En “El último de los injustos” Lanzmann trata nuevamente el tema del Holocausto con una objetividad que duele hasta las vísceras e interroga hasta el alma. Contemplamos a un hombre herido, quizá demasiado inteligente para ser comprendido en su globalidad, en cuyas palabras y descripciones de los hechos que se vio conminado a vivir descubrimos lo terrible de tener que decidir en medio de situaciones límite, donde no existe el perdón postrero ni el acierto pleno se haga lo que se haga: ética de situación que llamaba el teólogo alemán Dietrich Bonhoeffer, uno de los ideólogos que planearan los atentados contra Adolf Hitler y que acabara siendo ahorcado en 1945.
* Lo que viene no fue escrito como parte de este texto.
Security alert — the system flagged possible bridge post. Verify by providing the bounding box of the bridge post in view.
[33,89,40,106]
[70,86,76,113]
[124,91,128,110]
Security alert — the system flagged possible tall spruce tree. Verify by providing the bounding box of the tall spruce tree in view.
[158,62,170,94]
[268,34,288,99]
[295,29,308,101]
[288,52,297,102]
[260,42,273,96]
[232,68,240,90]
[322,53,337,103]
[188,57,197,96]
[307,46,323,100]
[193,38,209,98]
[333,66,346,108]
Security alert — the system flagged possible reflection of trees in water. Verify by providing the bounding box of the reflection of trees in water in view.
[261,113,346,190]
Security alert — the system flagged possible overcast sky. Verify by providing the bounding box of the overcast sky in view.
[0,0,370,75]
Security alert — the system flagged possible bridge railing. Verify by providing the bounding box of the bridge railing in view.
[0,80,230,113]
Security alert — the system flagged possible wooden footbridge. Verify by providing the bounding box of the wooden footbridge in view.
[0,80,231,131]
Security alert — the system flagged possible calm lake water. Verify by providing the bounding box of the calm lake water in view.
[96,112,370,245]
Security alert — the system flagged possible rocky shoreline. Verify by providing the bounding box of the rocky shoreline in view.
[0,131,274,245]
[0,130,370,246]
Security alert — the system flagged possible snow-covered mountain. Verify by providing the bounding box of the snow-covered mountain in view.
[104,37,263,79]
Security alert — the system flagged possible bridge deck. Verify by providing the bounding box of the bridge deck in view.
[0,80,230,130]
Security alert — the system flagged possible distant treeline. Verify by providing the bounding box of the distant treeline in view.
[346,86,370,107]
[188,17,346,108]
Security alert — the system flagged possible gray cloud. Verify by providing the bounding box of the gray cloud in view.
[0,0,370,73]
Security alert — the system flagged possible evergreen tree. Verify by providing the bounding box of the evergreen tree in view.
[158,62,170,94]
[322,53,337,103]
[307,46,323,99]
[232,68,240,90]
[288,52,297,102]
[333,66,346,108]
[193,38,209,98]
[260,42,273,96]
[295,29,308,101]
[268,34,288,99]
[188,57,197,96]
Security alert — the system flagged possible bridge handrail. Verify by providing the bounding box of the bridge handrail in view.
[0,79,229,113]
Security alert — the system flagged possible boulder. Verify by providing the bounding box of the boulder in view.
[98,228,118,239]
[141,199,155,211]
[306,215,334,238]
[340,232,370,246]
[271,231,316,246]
Theresienstadt, un campo que el Gobierno alemán pretendió hacer pasar como modélico y en el que los nazis llegaron a rodar un documental propagandístico con actividades lúdicas, piscinas y comedores excepcionales, no se diferenciaba en mucho del resto de campos creados por el III Reich y tragedias y asesinatos masivos sucedían un día sí y otro también. Supuestamente, entre las funciones del Presidente del Consejo Judío estaba la de limpiar la cara ante la opinión pública y someterse de manera metódica y arbitraria a las decisiones impuestas por las autoridades germanas. Por eso y debido a las negativas radicales de los miembros de la comunidad judía a dicha prerrogativa o a su excesiva condescendencia, lo que impedía el objetivo principal que motivó su creación, ninguno de los presidentes nombrados a dedo solía sobrevivir más de un par de meses. Murmelstein, que también tenía la idea más que humana de querer mantenerse con vida, tuvo la idea, brillante o taimada según quien interrogue, de tratar de mejorar las condiciones del campo para los prisioneros judíos engañando a los alemanes como si siguiera siendo un conejillo de indias. Lo obvio, que ello suponía de manera irremediable colaborar en su sometimiento.
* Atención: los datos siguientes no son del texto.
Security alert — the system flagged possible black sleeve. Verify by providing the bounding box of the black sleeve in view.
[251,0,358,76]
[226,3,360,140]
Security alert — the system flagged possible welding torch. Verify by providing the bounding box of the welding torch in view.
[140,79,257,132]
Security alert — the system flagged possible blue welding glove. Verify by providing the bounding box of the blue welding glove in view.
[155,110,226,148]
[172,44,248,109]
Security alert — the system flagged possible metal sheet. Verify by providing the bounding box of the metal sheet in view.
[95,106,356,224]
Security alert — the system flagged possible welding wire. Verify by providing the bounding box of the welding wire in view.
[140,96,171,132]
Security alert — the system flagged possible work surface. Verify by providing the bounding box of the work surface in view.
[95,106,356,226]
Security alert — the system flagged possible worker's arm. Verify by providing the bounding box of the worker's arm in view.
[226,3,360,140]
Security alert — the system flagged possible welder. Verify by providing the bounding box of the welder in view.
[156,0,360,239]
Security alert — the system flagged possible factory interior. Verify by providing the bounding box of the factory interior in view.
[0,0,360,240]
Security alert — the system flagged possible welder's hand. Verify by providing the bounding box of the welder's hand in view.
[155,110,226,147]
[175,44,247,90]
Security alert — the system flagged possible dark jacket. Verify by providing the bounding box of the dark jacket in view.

No se me da bien juzgar y tras contemplar a este tipo nada ingenuo tomar ese camino y conseguir -junto con el gobierno de Dinamarca de aquel entonces, todo sea dicho, que nunca se desentendió de sus ciudadanos judíos- que el índice de mortalidad en el campo bajara a niveles ínfimos, aún me atrevo menos. “No critiques a tu hermano hasta que no hayas caminado dos lunas en sus mocasines”, reza un proverbio indio. Me aferro a él como a un clavo ardiendo y que no hayamos de vernos nunca en tamaña tesitura, que a toro pasado somos todos la mar de valientes.